9. Mas foram entretanto criadas numerosas situações funcional e socialmente perturbadoras. Tal veio a público com particular evidência e incomodidade após a dispensa de cerca de 10.500 contratados a prazo, em funções não docentes, pelo Ministério da Educação, os quais viram rescindidos os seus contratados em 31.08.94. Sobre essa matéria tive já oportunidade de me dirigir à Ministra da Educação em ofício de 19.09.94, de que junto cópia. Mas também nos restantes Ministérios se verificam situações paralelas. Por exemplo, no Ministério da Saúde, os Hospitais de São João e de Santa Maria vêm tentando manter ao seu serviço numerosos contratados a prazo que desempenham funções de secretariado clínico indispensáveis ao normal funcionamento dos serviços hospitalares. O mesmo se diga dos serviços administrativos das regiões e sub-regiões de saúde.

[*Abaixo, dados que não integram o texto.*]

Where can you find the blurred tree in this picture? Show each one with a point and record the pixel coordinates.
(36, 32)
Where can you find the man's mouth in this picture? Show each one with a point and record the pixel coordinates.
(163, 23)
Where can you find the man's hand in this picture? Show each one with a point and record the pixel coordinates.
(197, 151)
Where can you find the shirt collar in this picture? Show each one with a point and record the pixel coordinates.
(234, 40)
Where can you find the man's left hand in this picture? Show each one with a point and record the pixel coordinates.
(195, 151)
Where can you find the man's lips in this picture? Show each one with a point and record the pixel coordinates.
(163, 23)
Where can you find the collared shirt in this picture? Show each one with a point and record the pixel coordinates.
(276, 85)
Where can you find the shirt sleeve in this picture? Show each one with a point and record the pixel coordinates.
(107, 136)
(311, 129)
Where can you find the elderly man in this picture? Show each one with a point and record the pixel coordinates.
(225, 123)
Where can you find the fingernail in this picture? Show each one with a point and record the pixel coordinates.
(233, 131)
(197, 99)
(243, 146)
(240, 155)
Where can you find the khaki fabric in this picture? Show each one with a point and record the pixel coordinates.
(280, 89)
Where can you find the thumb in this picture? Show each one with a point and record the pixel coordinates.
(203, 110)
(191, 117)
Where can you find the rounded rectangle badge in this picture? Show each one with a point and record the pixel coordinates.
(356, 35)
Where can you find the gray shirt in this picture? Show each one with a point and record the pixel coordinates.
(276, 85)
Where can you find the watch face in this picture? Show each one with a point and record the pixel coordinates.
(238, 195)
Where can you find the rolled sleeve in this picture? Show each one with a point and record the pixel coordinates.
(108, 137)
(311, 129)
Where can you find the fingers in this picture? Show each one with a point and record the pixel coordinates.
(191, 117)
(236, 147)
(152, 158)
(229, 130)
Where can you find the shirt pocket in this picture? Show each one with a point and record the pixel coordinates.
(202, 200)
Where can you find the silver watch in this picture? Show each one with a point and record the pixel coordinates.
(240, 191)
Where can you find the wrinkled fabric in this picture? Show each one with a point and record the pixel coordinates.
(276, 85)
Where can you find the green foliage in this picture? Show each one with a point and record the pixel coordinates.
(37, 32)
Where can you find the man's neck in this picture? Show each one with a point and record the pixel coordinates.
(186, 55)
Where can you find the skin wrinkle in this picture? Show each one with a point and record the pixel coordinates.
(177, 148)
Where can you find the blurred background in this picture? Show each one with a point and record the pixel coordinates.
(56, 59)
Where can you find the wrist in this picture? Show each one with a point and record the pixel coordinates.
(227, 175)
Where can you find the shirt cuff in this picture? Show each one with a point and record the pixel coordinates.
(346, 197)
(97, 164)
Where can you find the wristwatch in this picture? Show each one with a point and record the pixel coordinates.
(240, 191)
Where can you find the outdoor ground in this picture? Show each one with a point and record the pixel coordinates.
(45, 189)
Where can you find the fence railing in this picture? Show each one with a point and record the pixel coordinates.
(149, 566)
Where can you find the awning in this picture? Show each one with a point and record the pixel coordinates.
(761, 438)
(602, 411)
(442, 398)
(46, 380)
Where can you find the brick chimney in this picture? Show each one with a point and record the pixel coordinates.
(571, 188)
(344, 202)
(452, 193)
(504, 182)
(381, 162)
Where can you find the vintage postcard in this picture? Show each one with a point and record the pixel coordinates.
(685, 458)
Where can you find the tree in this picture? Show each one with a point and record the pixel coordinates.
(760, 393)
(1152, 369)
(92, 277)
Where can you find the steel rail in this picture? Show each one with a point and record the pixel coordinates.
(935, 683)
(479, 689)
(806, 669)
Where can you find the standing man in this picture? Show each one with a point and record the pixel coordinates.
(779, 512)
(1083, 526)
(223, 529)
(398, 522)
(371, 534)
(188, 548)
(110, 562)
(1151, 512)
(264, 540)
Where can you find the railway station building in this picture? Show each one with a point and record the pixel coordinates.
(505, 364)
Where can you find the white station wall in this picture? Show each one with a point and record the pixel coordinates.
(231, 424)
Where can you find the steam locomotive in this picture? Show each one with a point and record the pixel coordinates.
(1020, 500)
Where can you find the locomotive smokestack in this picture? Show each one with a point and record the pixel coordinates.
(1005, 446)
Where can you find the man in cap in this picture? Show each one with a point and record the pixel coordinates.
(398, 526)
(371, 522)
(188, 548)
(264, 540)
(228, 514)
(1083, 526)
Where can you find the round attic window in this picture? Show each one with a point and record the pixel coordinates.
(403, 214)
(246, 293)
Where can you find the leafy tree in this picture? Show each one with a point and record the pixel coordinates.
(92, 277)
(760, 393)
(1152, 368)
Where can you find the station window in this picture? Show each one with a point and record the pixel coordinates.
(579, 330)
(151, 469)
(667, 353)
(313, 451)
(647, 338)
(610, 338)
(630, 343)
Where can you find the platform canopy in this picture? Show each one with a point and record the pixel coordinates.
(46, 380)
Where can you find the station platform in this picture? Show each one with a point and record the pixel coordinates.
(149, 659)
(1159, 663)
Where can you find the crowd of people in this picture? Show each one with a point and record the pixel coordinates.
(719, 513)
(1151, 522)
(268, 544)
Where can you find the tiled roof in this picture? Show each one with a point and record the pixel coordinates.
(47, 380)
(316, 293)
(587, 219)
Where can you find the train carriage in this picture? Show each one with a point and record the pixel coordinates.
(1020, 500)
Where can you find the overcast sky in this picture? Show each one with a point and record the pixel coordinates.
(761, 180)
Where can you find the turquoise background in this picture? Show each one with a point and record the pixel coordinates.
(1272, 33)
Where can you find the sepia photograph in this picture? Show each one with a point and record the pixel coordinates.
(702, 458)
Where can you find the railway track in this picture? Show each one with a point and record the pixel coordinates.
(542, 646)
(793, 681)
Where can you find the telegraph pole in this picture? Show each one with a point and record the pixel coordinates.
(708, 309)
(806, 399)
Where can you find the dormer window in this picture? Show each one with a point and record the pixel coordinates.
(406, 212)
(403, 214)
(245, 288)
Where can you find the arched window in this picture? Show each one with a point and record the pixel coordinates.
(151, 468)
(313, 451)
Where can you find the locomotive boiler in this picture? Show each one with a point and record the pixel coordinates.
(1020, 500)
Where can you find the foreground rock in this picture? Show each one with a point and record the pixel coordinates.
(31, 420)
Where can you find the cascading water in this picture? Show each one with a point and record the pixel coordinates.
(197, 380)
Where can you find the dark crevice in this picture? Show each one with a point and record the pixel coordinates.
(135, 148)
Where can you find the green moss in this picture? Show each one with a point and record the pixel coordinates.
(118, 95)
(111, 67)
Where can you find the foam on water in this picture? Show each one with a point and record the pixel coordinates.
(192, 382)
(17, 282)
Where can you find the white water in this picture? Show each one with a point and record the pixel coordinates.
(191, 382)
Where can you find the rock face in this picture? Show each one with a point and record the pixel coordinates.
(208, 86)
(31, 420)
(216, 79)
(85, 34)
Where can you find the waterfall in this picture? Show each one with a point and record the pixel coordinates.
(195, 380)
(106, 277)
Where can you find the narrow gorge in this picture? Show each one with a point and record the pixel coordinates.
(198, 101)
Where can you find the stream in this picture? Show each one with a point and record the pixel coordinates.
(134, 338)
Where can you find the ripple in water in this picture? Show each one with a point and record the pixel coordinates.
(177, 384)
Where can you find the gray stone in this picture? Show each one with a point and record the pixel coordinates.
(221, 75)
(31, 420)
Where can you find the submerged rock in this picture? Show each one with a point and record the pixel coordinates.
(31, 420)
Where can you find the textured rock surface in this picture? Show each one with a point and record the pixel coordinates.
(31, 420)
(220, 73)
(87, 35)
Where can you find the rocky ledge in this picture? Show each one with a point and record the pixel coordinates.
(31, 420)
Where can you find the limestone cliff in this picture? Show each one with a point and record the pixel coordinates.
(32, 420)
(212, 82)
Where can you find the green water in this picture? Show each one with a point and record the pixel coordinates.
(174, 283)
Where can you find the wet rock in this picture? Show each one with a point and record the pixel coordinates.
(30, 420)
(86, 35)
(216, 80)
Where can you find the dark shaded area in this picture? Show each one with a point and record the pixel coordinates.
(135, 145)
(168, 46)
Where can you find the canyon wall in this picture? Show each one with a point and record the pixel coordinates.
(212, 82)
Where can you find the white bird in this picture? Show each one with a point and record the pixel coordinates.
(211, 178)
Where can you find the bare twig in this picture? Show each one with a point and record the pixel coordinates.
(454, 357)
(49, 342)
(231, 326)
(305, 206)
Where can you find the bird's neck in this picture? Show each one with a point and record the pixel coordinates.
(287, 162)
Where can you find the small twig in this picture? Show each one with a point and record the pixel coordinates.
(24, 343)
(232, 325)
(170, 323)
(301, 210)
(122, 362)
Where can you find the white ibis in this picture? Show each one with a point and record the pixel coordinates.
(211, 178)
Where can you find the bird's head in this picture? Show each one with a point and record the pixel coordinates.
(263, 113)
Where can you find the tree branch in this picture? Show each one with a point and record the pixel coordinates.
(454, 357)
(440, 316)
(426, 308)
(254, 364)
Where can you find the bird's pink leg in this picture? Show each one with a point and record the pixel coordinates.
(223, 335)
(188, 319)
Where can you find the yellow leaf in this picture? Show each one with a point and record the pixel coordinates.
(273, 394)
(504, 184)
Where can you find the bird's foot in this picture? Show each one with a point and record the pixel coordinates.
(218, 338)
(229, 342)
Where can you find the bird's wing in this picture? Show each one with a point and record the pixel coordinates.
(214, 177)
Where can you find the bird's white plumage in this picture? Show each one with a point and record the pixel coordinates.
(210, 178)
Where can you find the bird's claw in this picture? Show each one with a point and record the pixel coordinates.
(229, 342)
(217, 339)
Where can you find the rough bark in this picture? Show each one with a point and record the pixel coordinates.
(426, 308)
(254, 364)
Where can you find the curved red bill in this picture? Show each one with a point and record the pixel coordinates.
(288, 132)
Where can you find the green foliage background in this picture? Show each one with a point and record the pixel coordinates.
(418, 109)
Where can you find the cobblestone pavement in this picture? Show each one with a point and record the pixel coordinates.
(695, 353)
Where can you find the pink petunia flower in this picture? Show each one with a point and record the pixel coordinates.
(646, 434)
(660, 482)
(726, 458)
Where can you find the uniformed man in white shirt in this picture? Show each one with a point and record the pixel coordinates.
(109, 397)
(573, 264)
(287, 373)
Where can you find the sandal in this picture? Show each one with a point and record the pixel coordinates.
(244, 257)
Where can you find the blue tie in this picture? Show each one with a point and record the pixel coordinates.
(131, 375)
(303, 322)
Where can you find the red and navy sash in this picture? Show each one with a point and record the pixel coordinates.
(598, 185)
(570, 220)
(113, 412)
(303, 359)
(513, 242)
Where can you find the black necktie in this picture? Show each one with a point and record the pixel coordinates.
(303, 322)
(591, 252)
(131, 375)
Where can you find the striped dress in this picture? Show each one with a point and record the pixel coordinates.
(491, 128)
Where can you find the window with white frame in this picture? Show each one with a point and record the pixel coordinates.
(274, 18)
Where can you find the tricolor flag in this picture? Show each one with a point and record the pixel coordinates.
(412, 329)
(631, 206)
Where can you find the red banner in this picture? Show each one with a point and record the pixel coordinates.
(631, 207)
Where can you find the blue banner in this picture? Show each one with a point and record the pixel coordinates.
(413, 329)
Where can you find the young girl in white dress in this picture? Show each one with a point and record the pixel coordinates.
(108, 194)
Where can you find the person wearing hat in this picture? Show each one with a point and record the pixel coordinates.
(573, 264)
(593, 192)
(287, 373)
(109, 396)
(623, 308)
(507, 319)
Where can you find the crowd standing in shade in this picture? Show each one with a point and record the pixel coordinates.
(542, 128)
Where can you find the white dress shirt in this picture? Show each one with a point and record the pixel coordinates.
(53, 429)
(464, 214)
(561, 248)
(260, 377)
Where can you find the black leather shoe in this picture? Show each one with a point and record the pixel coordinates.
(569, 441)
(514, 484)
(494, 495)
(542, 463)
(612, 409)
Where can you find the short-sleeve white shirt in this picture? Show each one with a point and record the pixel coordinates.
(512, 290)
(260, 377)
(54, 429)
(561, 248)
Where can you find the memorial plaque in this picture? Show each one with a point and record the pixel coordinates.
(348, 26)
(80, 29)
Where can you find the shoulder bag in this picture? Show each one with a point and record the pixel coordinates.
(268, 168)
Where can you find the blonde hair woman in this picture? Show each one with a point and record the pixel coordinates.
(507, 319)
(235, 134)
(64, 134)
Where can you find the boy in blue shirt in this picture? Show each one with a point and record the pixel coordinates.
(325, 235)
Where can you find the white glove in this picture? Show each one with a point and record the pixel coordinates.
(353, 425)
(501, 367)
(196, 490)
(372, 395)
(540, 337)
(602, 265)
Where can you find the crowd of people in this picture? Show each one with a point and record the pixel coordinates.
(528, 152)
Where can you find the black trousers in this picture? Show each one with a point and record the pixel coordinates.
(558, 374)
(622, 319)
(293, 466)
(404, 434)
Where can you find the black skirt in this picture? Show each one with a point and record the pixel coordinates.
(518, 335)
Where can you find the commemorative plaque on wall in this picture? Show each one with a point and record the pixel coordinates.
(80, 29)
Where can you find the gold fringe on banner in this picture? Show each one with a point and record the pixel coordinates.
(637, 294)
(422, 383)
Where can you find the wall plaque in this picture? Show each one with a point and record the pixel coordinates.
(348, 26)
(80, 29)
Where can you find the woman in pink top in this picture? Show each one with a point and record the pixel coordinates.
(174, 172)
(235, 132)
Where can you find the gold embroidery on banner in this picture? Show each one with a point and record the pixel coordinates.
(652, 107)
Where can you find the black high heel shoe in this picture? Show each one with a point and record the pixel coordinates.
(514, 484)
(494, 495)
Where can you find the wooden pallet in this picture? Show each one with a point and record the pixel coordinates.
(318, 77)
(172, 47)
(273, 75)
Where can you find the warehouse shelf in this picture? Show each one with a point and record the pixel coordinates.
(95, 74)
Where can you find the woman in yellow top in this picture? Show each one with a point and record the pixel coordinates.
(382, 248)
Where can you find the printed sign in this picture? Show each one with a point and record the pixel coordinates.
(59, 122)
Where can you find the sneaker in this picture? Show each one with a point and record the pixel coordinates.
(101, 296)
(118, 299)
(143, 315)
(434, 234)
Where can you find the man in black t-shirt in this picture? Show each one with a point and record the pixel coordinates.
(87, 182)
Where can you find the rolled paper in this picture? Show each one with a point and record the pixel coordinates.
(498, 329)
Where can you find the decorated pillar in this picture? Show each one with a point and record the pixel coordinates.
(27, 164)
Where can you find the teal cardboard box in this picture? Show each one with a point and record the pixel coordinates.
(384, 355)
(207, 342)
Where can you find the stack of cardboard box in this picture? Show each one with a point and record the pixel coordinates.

10. A regularização destas situações, no interesse dos serviços e dos contratados, não resultará da abertura de concursos externos porque o procedimento tendente à aprovação e distribuição das quotas de descongelamentos é inevitavelmente moroso e a data de conclusão dos concursos é aleatória para além de, através deles, não ser garantida a absorção dos contratados, sem que tal seja devido ao não preenchimento por eles de requisitos ou do perfil adequado.

11. Torna-se imperioso aprovar uma medida legislativa de natureza excepcional que simultaneamente regularize as situações existentes e alargue os quadros aprovados por forma a absorvê-las.

Por isso, RECOMENDO:

que promova a aprovação do diploma legal que determine a integração automática nos quadros, consequentemente alargados, do pessoal contratado a termo certo, em regime de prestação de serviços ou a qualquer outro titulo idêntico que perfaça um mínimo de 3 anos de desempenho continuado de funções no mesmo estabelecimento ou serviço.